As part of Clinton's effort to defrost her image, her column was intended to give readers a chance to see different facets of the First Lady--perhaps the lawyer and the politico, but also the wife and mother. Eleanor Roosevelt, the First Lady's prototype, wrote a daily column called "My Day" for more than two decades that was hailed for its honesty and lack of pretension. But Clinton is scrutinized by a vastly different media, and her column is seen as a potential parrot of the administration's line.

Some journalists see no problem if Clinton writes partisan columns, arguing that strong opinions make for better copy. San Jose Mercury News columnist Joanne Jacobs says editors and readers should expect a skew to Clinton's writings, especially in an election year. "If she has anything to say, it should be political," she says.

Detroit News Editorial Page Editor Thomas Bray, who recently suspended the column for the duration of the campaign, says he had high hopes that Clinton's column would include punchy copy, but that ultimately he was disappointed. "We've felt that many of the columns seem too content-free," he says. "This being an editorial page, we're more interested in what she has to say about issues."

In an August critique of Clinton's journalistic dabbling, Jacobs wrote, "A columnist's agenda should be to inform the public...or stir vigorous debate on critical issues, or to raise hell." Jacobs argues that none of these things inform Hillary's writing. "The column's an image rehabilitation project for her," she says.
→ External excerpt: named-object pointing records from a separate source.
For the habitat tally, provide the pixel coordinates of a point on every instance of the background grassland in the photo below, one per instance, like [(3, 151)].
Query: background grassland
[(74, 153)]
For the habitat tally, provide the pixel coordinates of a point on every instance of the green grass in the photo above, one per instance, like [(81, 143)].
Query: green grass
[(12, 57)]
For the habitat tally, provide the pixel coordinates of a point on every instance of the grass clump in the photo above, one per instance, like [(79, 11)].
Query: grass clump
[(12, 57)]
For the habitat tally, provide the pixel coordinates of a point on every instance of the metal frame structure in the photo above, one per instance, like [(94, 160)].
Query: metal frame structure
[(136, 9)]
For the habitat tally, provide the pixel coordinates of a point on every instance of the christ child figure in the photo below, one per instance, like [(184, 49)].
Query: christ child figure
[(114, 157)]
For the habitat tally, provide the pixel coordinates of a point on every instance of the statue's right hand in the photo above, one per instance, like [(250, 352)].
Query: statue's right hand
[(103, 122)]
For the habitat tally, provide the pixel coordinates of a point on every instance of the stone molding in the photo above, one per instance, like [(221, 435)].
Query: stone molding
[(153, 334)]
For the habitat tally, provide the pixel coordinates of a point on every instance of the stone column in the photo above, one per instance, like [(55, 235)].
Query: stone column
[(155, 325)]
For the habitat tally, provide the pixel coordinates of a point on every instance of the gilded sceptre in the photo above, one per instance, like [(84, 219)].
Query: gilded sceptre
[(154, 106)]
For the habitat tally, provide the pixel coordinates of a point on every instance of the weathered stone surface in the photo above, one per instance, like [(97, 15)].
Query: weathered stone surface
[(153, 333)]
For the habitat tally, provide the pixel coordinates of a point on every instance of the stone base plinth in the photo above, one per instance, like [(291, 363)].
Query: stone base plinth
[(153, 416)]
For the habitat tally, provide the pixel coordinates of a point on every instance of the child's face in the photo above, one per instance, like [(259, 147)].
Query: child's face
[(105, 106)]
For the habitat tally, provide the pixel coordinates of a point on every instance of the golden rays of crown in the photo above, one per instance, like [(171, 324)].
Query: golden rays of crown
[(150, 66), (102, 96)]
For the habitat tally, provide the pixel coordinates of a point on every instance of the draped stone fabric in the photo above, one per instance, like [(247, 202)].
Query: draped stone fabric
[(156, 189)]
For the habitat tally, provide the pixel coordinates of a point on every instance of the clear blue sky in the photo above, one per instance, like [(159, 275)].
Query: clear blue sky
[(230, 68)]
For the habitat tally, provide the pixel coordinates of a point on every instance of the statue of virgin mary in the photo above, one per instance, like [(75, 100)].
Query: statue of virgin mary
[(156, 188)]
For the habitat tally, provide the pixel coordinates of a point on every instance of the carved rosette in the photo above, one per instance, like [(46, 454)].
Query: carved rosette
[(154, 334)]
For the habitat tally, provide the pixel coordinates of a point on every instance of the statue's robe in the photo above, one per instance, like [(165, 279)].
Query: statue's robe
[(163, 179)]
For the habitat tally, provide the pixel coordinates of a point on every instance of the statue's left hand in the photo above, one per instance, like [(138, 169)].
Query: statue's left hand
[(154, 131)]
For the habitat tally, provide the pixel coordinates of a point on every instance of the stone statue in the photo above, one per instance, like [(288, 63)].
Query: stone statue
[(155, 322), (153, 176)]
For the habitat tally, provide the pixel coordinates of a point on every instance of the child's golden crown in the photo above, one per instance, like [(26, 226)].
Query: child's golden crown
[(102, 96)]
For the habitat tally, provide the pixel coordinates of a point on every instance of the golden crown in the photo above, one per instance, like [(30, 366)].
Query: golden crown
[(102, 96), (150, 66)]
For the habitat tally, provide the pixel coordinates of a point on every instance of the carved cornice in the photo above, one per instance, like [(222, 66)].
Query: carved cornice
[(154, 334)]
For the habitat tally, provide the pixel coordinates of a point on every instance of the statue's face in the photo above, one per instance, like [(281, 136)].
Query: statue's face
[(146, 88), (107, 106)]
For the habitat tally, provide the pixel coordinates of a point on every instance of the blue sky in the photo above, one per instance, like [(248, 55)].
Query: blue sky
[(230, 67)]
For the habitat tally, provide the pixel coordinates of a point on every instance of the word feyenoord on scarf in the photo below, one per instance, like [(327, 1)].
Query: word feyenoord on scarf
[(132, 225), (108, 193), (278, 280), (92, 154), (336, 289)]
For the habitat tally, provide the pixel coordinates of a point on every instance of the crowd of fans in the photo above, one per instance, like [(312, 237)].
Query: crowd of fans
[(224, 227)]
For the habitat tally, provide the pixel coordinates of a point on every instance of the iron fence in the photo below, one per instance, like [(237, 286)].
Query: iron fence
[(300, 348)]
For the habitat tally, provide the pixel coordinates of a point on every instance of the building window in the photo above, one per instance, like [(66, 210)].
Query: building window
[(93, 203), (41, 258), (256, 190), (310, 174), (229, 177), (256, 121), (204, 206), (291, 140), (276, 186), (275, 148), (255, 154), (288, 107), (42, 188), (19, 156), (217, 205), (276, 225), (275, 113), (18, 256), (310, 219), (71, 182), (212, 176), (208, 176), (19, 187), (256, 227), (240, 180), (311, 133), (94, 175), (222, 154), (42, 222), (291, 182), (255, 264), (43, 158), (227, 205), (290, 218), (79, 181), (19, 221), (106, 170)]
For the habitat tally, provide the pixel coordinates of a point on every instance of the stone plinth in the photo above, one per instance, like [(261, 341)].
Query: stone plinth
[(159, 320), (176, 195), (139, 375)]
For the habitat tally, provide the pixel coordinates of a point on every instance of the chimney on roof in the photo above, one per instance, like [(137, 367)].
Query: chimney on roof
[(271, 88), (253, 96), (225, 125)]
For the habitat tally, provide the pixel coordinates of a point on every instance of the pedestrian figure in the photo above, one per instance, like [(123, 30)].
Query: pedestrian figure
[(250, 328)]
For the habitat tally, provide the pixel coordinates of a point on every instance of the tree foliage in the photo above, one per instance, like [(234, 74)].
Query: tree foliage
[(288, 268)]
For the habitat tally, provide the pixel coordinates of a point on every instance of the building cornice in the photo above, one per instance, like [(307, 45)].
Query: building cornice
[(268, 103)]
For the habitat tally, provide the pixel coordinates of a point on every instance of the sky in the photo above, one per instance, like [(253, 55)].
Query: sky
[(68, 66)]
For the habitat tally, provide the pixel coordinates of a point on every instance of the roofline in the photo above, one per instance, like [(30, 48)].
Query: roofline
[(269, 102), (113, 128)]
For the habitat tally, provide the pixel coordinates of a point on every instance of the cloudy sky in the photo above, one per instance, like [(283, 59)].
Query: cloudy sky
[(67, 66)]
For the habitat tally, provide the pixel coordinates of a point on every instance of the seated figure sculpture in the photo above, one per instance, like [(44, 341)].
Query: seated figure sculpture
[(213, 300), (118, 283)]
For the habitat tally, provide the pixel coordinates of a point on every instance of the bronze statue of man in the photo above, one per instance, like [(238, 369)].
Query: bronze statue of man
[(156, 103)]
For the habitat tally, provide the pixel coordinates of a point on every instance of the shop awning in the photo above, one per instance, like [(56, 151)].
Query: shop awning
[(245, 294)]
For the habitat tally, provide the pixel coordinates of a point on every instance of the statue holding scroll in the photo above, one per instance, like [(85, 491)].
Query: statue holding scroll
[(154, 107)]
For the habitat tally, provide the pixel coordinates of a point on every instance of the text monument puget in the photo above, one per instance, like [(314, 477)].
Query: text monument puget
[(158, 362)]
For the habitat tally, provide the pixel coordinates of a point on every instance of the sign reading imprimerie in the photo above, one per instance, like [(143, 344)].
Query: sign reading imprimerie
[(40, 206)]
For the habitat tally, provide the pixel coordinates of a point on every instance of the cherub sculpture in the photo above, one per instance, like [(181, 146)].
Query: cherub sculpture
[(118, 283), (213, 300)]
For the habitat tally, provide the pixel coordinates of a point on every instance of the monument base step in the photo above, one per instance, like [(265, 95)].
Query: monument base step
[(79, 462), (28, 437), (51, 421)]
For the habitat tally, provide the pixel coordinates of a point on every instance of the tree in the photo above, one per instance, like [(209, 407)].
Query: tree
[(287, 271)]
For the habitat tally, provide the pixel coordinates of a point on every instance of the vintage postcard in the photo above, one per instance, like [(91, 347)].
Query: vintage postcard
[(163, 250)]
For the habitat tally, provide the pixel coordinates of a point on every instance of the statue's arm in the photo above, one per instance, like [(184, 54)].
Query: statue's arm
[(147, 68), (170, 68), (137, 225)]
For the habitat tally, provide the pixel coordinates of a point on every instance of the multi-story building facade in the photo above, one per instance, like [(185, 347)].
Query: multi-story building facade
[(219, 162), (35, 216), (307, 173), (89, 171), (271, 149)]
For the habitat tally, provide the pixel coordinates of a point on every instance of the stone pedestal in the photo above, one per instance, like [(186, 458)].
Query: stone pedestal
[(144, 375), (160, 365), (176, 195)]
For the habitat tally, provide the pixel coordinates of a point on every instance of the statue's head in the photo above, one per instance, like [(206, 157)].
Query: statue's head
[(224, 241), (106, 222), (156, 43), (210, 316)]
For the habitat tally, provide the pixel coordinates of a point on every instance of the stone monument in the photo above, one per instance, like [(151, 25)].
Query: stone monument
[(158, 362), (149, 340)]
Undeterred by critics' complaints, Lissa Muscatine, the First Lady's speechwriter, says journalists aren't Clinton's target audience--the public is. "She hasn't written columns that could in any way be viewed as part of a partisan political campaign," she says. "At the same time, she's not shy about what she believes, and she's not about to become shy just because it's an election year."

Muscatine adds that the First Lady--sans ghostwriter--has succeeded in her original intent: "Her point is to be able to share her observations and experiences in the White House and as First Lady directly with the people, unfiltered," says Muscatine.

Much of Clinton's writing has been folksy. She has written about quality time the first family has spent in Wyoming and the stress of Chelsea wanting a driver's license. The lack of friction ultimately led some papers to cancel the column, as the Seattle Times did in January. "We were curious to see what the First Lady had to say to readers," Seattle Times Editorial Page Editor Mindy Cameron says. "Not much, it turns out."

Chicago Tribune Washington Bureau Chief James Warren says that if he were an editorial page editor his concern would be more with the punch of the prose than with the column giving political mileage to the Clinton campaign. "My desire would be to juice it up more," Warren says. "I'd be interested in selling something people might really want to read."